At each of these positions we have drawn a perpendicular from point $P_i$ to a point $A_i$ on the line $OX$.
Now we have our right triangle for each of $\theta_i$ as $P_iA_iO$ and we can find the trigonometric ratios of $\theta_1$ and $\theta_2$ using the triangles $P_1A_1O$ and $P_2A_2O$
For example $sin(\theta_1) = \dfrac{P_1A_1}{P_1O} = \dfrac{P_1A_1}{r} = \dfrac{P_1A_1}{1} = P_1A_1$ (we took the radius of this circle as $1$ unit), and
$sin(\theta_2) = \dfrac{P_2A_2}{P_2O} = \dfrac{P_2A_2}{r} = \dfrac{P_2A_2}{1} = P_2A_2$
Now let's see when $\theta$ becomes close to $0^\circ$. Both the point $P$ and $A$ approaches point $X$, and when $\theta$ becomes exactly $0$, the three points $P$, $A$ and $X$ coincide.
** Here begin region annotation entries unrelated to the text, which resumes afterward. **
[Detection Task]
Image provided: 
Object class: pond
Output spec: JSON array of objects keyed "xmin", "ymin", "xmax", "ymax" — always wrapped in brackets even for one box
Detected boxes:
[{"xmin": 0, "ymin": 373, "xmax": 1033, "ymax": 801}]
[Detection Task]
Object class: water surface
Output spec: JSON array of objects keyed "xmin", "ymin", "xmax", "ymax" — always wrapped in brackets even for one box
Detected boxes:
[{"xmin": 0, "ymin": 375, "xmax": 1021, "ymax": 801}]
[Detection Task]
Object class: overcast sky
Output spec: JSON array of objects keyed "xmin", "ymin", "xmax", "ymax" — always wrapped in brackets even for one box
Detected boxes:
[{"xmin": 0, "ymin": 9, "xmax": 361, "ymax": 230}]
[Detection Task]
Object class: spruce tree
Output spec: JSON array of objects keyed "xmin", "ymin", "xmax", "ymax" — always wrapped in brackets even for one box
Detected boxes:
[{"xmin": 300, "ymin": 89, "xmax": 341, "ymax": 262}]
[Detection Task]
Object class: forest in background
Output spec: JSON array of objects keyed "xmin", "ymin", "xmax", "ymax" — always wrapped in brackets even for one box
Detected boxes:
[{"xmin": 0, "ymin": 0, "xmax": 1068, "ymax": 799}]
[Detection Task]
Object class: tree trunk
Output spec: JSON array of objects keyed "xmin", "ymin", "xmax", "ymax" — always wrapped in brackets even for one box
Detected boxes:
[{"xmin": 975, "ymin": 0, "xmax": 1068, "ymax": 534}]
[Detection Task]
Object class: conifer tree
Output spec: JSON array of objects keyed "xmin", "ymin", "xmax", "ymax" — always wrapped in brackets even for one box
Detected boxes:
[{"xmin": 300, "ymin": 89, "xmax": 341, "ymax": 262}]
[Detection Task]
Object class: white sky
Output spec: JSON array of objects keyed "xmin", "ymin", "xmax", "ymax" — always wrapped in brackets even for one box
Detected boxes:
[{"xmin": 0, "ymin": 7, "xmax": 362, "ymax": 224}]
At that point $OA = OX = r$ and $PA = 0$
Therefore, $sin(0^\circ) = \dfrac{PA}{r} = \dfrac{0}{r}$
$cos(0) = \dfrac{OA}{OP} = \dfrac{r}{r} = 1$
$tan(0) = \dfrac{PA}{OA} = \dfrac{0}{r} = 0$
We can find the remaining ratios by taking the inverses of the above three ratios.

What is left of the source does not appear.